Nach § 114 Satz 2 VwGO kann die Verwaltungsbehörde ihre Ermessenserwägungen hinsichtlich des Verwaltungsakts noch im gerichtlichen Verfahren ergänzen, wobei die Bestimmung es aber nicht ausschließt, eine behördliche Ermessensentscheidung erstmals im gerichtlichen Verfahren zu treffen und zur Prüfung zu stellen, wenn sich aufgrund neuer Umstände die Notwendigkeit einer Ermessensausübung erst nach Klageerhebung ergibt (BVerwG, Urteil vom 13.12.2011 - 1 C 14.10 - juris - Rn. 9 ff.). Ob mit Blick auf die in ausländerrechtlichen Verfahren aus Gründen des materiellen Rechts bestehende Verlagerung des entscheidungserheblichen Zeitpunktes von demjenigen der letzten Behördenentscheidung auf den der mündlichen Verhandlung oder Entscheidung der (letzten) Tatsacheninstanz § 114 Satz 2 VwGO auch dann eine erstmalige Ermessensausübung zulässt, wenn es von vornherein einer Ermessensentscheidung bedurfte, die Behörde dies aber verkannt hat, ist in der höchstrichterlichen Rechtsprechung bislang offen geblieben (BVerwG, Urteil vom 13.12.2011 - 1 C 14.10 - juris - Rn.13). Allerdings soll die Einschränkung des § 114 Satz 2 VwGO auf eine Ergänzung von Ermessenserwägungen die Heilbarkeit solcher Verwaltungsakte hindern, die bereits bei Erlass wegen Ausfalls jeglichen Ermessens grob defizitär sind, und dadurch die Behörde zu einer sorgfältigen Ermessensausübung anhalten (vgl. auch Sodan/Ziekow, a.a.O., § 114 Rn. 208 unter Hinweis auf die Entstehungsgeschichte - BTDrucks. 13/3993, S. 13 und 13/5098, S. 24 -). Die Tragfähigkeit dieses Aspekts wird durch die in der Rechtsprechung des Bundesverwaltungsgerichts gemachten Ausnahmen in den Fällen einer durch eine Veränderung der Sachlage erstmals eröffnete Ermessenentscheidung nicht infrage gestellt (vgl. auch OVG NRW, Urteil vom 22.03.2012 - 18 A 2388/10 - juris Rn. 71). Letztlich kann hier aber die Frage offen bleiben, ob eine vollständige Nachholung der Ausübung eines (Entschließungs-)Ermessens überhaupt möglich wäre, denn das beklagte Land hat auch im Laufe des gerichtlichen Verfahrens keine Erwägungen hierzu angestellt, sondern durchgängig auf seine Rechtspflicht zum Handeln verwiesen. [...]

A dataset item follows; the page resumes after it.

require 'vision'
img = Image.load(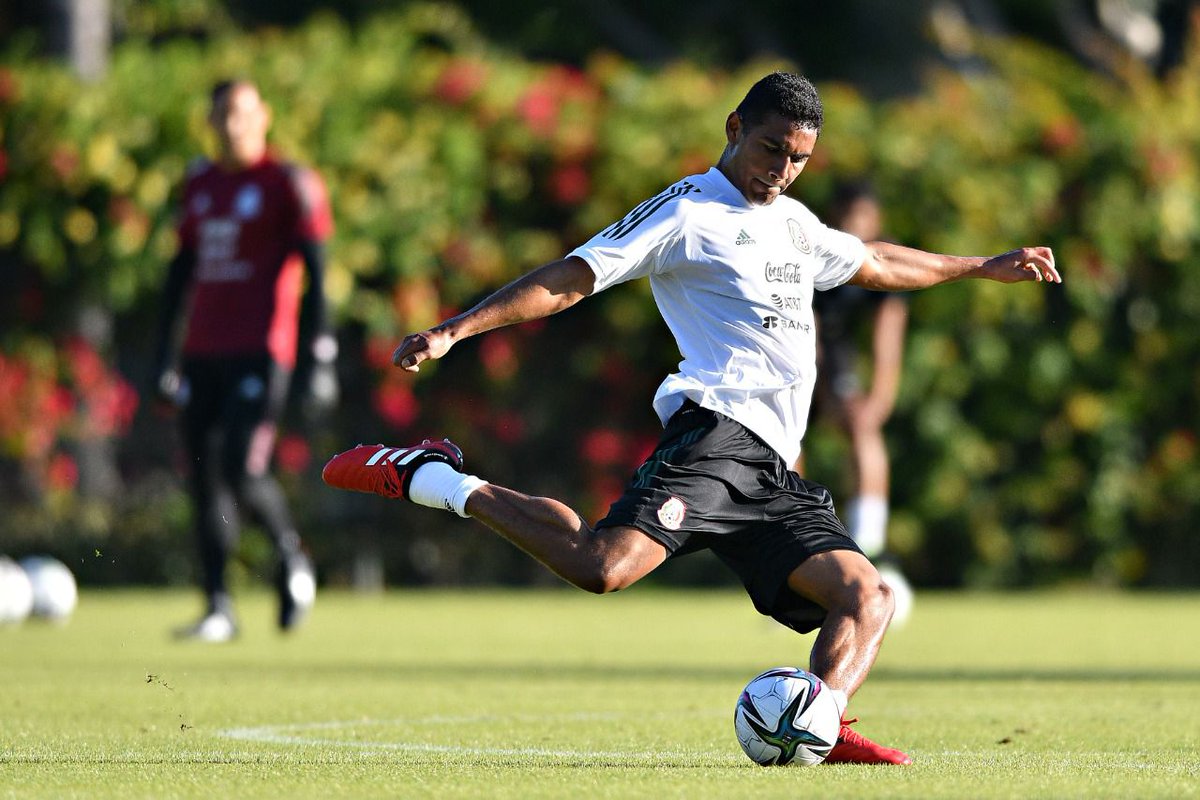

b. Nach § 104 Abs. 2 AufenthG ist es bei Ausländern, die vor dem 1. Januar 2005 im Besitz einer Aufenthaltserlaubnis oder Aufenthaltsbefugnis sind, bei der Entscheidung über die Erteilung einer Niederlassungserlaubnis oder einer Erlaubnis zum Daueraufenthalt-EG hinsichtlich der sprachlichen Kenntnisse nur erforderlich, dass sie sich auf einfache Art in deutscher Sprache mündlich verständigen können. § 9 Abs. 2 Satz 1 Nr. 3 und 8 AufenthG findet keine Anwendung. § 9 Abs. 2 AufenthG sieht unter anderem vor, dass der Ausländer für die Erteilung einer Niederlassungserlaubnis über ausreichende Kenntnisse der deutschen Sprache (Nr. 7) und über Grundkenntnisse der Rechtsund Gesellschaftsordnung und der Lebensverhältnisse im Bundesgebiet (Nr. 8) verfügen muss.

Die Klägerin hat seit dem 10.07.1981 eine Aufenthaltserlaubnis nach § 18 AuslG, die fortlaufend verlängert worden ist. Auch zu dem in § 104 Abs. 2 AufenthG genannten Stichtag war sie im Besitz einer solchen.

Nach der ausdrücklichen gesetzlichen Regelung bedarf die Klägerin für die Erteilung einer Niederlassungserlaubnis oder einer Erlaubnis zum Daueraufenthalt-EG keiner Grundkenntnisse über die Rechts- und Gesellschaftsordnung und der Lebensverhältnisse im Bundesgebiet. Das, was als Ziel des Orientierungskurses, der seinerseits ein Teil des Integrationskurses ist, vermittelt werden soll (§ 43 Abs. 3 Satz 1 AufenthG i.V.m. § 3 Abs. 1 Nr. 2 IntV sowie § 9 Abs. 2 Satz 2 AufenthG), muss sie zur Erlangung der Niederlassungserlaubnis, die gedanklich quasi die "Vorstufe" der Einbürgerung darstellt und nach dem Willen des Gesetzgebers eine fortgeschrittene Integration zum Ausdruck bringt (GK-AufenthG, § 9 Rn. 12), gerade nicht erfüllen. Für die Erlaubnis zum Daueraufenthalt-EG gilt dies entsprechend.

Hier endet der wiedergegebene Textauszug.